The Maine CDC is continuing to prioritize making appointments as easy as possible, including partnering with pediatricians and offering no-appointment vaccinations at sites such as one on Main Street in Sanford, Long said.

But the statistics also showcase the broad divisions that continue to exist in Maine on the COVID-19 vaccine. Only six out of the 710 children age four and under in Piscataquis County have gotten a shot. That’s less than one percent.

In fact, nearly half (49 percent) of all children four and younger in Maine who have gotten the COVID-19 vaccine live in Cumberland County, despite them making up just 22 percent of the state’s share of that group.

The only counties with vaccination rates for young children that are five percent or above are Cumberland (12 percent), Sagadahoc (8 percent), Knox (6 percent) and York (5 percent).

The highest rate nationally was in Marin County, California, which is across the Golden Gate Bridge from San Francisco, where 21 percent of those under five have received at least one shot, according to U.S. CDC data.

Approximately 500 American counties didn’t report any vaccinations for those under five, though many of those are sparsely populated rural counties.

Dr. Diana Lapp, medical director of Greater Portland Health’s location at Park Avenue, said she had not seen an especially large surge in interest since the health center began offering Moderna shots last week, though they are only offering them to patients before expanding to the general public.
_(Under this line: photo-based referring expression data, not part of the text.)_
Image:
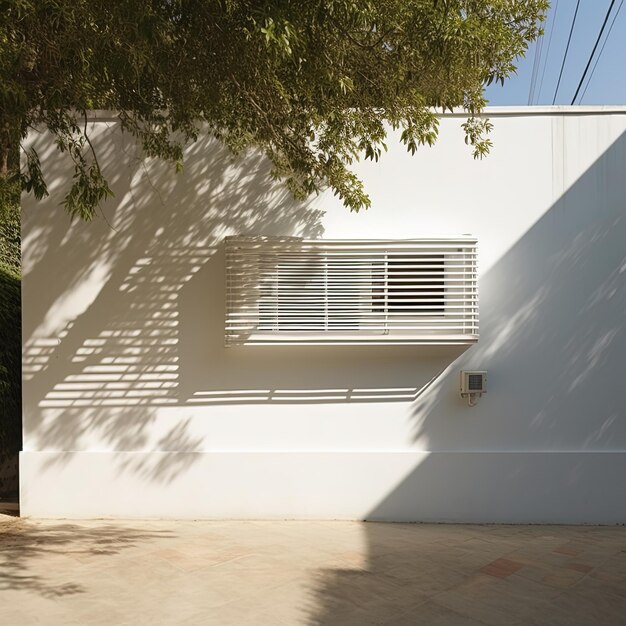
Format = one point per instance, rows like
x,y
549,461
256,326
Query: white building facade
x,y
134,406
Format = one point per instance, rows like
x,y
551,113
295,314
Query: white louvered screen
x,y
291,290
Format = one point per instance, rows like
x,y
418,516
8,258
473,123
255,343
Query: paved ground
x,y
158,572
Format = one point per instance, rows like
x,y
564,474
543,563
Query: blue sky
x,y
608,84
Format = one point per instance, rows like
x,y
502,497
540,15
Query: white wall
x,y
134,407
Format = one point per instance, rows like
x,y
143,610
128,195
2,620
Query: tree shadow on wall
x,y
101,333
553,342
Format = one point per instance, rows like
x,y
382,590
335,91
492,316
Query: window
x,y
290,290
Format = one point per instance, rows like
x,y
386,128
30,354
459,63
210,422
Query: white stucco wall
x,y
134,407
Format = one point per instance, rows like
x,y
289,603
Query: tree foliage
x,y
312,84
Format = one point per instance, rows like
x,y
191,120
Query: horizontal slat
x,y
287,290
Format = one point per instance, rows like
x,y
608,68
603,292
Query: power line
x,y
582,78
533,79
593,69
571,30
545,63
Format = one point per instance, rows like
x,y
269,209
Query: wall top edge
x,y
490,111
That could be for various reasons: many parents might feel it is unnecessary because children are less likely to get seriously ill from the virus, Lapp said. The authorization for the new group also comes at a time when cases have not been especially high.

Still, Lapp said the health center is strongly recommending it to patients. Though it’s still early on in the process, she expects the rates to grow over time.

“As it gets to just be more routine, it will become part of routine vaccinations similar to the flu,” Lapp said.